Saturday, December 22, 2012

Metro 2033: One-way subway = New way to play.

I picked this game up on Steam as part of the THQ Humble Bundle pack (currently the Humble Bundle 7 deal is happening). I never got around to trying it on the 360 and after too long playing console games I find myself looking for PC games that support the 360 controller. Games that came out on 360 too are obvious candidates :)

This is the way the game begins, the mood is set right away with the music and the long camera tracks down tunnels, past people, constantly moving forwards.

As someone who likes to explore broadly while gaming (rather than sticking to the main path of A to B to C) this game might have been frustrating, but it managed to take me along on it's journey. You have a purpose and a reason to keep moving, in the Metro there are dangers and understandably narrow paths, outside the air is toxic and you have limited gas mask filters (time).

The save system is unusual in that there is only 1 autosave slot and no personal save slots. If you stop mid-level the last autosave is the only way you can continue without starting that level again. After you finish levels you can go back to any previous one and begin at the state you reached it though.

This can be troublesome if you have an autosave right before getting shot at, or when you are desperately running out of air filters and can't make it to safety. What that drawback achieves is a sense of really important decisions for everything you do.
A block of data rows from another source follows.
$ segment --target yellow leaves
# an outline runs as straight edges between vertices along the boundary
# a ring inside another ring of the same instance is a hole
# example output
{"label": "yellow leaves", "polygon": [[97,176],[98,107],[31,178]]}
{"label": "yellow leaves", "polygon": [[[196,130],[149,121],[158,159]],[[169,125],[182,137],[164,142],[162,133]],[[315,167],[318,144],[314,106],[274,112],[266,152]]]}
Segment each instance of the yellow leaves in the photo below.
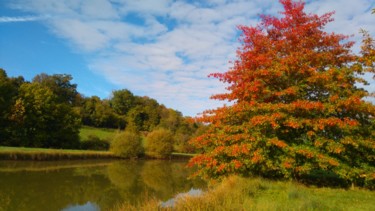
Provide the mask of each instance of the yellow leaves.
{"label": "yellow leaves", "polygon": [[353,138],[351,137],[345,137],[343,139],[341,139],[340,141],[343,145],[351,145],[353,146],[354,148],[357,148],[359,145],[357,143],[356,140],[353,140]]}

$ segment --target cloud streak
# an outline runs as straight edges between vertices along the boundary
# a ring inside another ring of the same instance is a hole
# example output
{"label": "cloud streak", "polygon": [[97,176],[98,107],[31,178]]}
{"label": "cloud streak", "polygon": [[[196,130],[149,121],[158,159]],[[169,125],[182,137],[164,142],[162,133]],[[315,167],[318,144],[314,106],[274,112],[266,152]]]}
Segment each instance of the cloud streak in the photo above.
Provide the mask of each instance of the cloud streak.
{"label": "cloud streak", "polygon": [[12,22],[29,22],[29,21],[40,21],[46,17],[41,16],[19,16],[19,17],[0,17],[0,23],[12,23]]}
{"label": "cloud streak", "polygon": [[[328,30],[354,34],[358,41],[360,28],[375,34],[370,11],[375,3],[359,1],[307,1],[306,10],[323,14],[337,9]],[[87,66],[93,72],[185,115],[222,105],[209,97],[224,92],[225,85],[207,75],[230,68],[228,61],[239,47],[236,26],[255,25],[258,14],[278,15],[281,10],[274,0],[14,0],[10,6],[36,15],[25,21],[53,16],[44,23],[89,55]],[[17,20],[23,19],[13,22]]]}

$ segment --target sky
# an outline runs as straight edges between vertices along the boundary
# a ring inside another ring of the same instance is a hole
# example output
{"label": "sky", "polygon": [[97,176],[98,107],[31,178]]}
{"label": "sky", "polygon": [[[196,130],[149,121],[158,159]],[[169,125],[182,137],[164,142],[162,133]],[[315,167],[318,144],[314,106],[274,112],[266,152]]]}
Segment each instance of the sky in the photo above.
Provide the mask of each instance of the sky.
{"label": "sky", "polygon": [[[356,53],[360,29],[375,36],[374,0],[305,2],[307,13],[335,11],[325,30],[353,35]],[[281,10],[276,0],[0,0],[0,68],[70,74],[87,97],[129,89],[195,116],[224,103],[210,96],[227,84],[207,76],[236,59],[237,26]]]}

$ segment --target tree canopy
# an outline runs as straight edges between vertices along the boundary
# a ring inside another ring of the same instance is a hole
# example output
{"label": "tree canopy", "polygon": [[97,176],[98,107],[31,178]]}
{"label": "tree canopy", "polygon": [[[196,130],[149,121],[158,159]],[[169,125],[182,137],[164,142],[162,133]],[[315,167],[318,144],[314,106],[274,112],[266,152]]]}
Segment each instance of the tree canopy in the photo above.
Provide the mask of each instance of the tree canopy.
{"label": "tree canopy", "polygon": [[[198,175],[303,179],[323,173],[347,182],[375,180],[375,106],[361,75],[374,73],[374,42],[362,54],[348,36],[327,33],[333,12],[306,14],[304,3],[280,0],[280,17],[239,26],[242,47],[214,95],[230,101],[204,112],[209,129],[193,140],[203,150]],[[371,56],[372,55],[372,56]]]}
{"label": "tree canopy", "polygon": [[178,152],[194,150],[188,140],[203,126],[166,108],[155,99],[114,90],[109,99],[85,97],[68,74],[8,77],[0,69],[0,145],[46,148],[100,148],[107,141],[90,137],[79,142],[81,124],[127,130],[138,135],[165,128]]}

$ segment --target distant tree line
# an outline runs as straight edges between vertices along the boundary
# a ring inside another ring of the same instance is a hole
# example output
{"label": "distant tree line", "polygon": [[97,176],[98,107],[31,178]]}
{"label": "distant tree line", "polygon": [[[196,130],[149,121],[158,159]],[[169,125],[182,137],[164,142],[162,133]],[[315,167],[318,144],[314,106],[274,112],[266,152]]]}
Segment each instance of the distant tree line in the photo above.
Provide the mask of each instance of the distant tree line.
{"label": "distant tree line", "polygon": [[67,74],[8,77],[0,69],[0,145],[80,148],[82,125],[115,128],[146,135],[166,129],[176,151],[191,152],[188,140],[203,125],[149,97],[116,90],[108,99],[85,97]]}

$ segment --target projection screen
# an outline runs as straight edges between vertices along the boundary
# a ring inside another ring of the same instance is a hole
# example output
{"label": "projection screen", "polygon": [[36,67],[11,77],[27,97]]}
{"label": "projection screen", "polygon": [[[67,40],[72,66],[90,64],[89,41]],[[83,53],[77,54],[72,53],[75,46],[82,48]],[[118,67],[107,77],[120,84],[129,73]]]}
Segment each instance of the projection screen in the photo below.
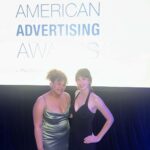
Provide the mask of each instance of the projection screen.
{"label": "projection screen", "polygon": [[148,0],[13,0],[0,5],[0,84],[47,85],[60,69],[75,85],[150,87]]}

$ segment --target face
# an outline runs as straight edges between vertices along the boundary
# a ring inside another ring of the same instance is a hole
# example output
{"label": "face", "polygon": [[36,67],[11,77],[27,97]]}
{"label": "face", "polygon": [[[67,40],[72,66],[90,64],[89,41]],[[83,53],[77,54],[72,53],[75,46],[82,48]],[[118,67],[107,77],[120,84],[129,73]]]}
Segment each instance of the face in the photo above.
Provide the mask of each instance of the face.
{"label": "face", "polygon": [[55,94],[61,95],[66,88],[65,81],[55,80],[54,82],[51,83],[51,88]]}
{"label": "face", "polygon": [[78,77],[76,83],[79,90],[84,90],[90,87],[90,81],[87,77]]}

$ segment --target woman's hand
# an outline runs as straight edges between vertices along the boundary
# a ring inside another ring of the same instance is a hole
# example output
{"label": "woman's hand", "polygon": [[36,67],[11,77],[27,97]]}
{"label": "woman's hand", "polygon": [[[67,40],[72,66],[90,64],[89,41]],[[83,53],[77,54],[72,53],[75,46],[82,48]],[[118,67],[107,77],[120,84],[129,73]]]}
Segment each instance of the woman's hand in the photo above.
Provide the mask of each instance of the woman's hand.
{"label": "woman's hand", "polygon": [[84,143],[85,144],[97,143],[99,141],[100,141],[100,138],[95,136],[93,133],[92,133],[92,135],[89,135],[89,136],[84,138]]}

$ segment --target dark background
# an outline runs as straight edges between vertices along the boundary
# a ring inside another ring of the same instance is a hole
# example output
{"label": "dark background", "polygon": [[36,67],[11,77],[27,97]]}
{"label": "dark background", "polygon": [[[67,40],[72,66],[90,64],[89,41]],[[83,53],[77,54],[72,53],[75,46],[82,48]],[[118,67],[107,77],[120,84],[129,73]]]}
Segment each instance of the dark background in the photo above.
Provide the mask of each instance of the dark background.
{"label": "dark background", "polygon": [[[115,122],[97,150],[150,150],[150,88],[93,87],[114,115]],[[48,86],[0,86],[0,150],[36,150],[32,108]],[[74,97],[75,87],[66,91]],[[94,132],[104,123],[97,112]]]}

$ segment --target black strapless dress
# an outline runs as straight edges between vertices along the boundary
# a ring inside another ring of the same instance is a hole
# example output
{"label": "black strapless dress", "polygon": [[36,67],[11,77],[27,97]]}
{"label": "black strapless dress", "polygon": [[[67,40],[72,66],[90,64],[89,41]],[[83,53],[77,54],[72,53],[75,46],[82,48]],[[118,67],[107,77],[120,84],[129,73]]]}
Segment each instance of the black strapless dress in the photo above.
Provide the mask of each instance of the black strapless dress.
{"label": "black strapless dress", "polygon": [[44,150],[68,150],[69,110],[64,114],[51,113],[45,109],[43,114]]}
{"label": "black strapless dress", "polygon": [[92,134],[92,124],[94,118],[94,113],[92,113],[88,108],[88,100],[90,93],[91,92],[89,92],[86,98],[85,104],[81,106],[77,112],[74,109],[75,101],[71,106],[71,113],[73,115],[73,118],[70,119],[71,129],[69,138],[69,150],[96,149],[96,145],[94,143],[92,144],[84,143],[84,138]]}

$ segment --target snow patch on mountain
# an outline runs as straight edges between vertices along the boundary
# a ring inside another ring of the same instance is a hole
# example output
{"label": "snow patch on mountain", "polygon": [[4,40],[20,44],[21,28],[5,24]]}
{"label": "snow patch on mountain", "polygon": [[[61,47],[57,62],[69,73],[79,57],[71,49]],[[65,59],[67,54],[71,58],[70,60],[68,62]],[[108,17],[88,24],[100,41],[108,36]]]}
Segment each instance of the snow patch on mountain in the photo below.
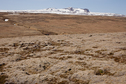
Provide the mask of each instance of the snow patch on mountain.
{"label": "snow patch on mountain", "polygon": [[68,15],[126,17],[126,15],[122,15],[122,14],[90,12],[89,9],[72,8],[72,7],[64,8],[64,9],[47,8],[47,9],[41,9],[41,10],[0,10],[0,12],[12,12],[14,14],[15,13],[52,13],[52,14],[68,14]]}

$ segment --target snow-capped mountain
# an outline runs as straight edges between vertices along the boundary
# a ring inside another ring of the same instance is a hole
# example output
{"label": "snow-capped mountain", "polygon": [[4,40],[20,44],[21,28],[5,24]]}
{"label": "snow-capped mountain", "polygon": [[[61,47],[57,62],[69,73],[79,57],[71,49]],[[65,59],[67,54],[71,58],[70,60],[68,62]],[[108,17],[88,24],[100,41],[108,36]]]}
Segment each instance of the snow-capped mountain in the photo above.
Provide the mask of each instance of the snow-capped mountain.
{"label": "snow-capped mountain", "polygon": [[120,16],[126,17],[126,15],[115,14],[115,13],[98,13],[98,12],[90,12],[89,9],[81,9],[81,8],[64,8],[64,9],[56,9],[56,8],[47,8],[41,10],[0,10],[0,12],[12,12],[12,13],[53,13],[53,14],[69,14],[69,15],[94,15],[94,16]]}

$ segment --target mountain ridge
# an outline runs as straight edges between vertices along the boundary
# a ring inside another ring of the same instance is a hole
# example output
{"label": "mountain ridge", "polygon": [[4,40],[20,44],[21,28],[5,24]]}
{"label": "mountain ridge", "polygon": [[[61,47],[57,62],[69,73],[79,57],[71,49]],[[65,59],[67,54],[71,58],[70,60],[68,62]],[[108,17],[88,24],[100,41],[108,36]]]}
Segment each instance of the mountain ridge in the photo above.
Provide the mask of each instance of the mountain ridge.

My instincts have me wanting to check out every room in this house and loot every body, but my air filters have 2 or 3 minutes left so I will skip the upper floor unless I get lucky and find filters on the ground floor.

Being based off a series of novels there is a well formed world to draw from and lots of background that can be added to the people you meet. I am sure I missed out on a lot playing through the first time due to the pressure to keep moving and not being able to explore every fork in the road as it were. That gave me a different kind of gaming experience though, which is itself worthy of trying.

It's all too convenient to just go back and load a save if something goes wrong or you mess up in most games now. Living with the consequences and finding out how you can deal with the outcome can be instrumental to learning new techniques or improving your skills. I know from the early days of Catan that staying the whole game after you think you messed up settlement placement at the start, or you are in a hopeless position, taught me all kinds of ways to deal with situations and win from any kind of scenario.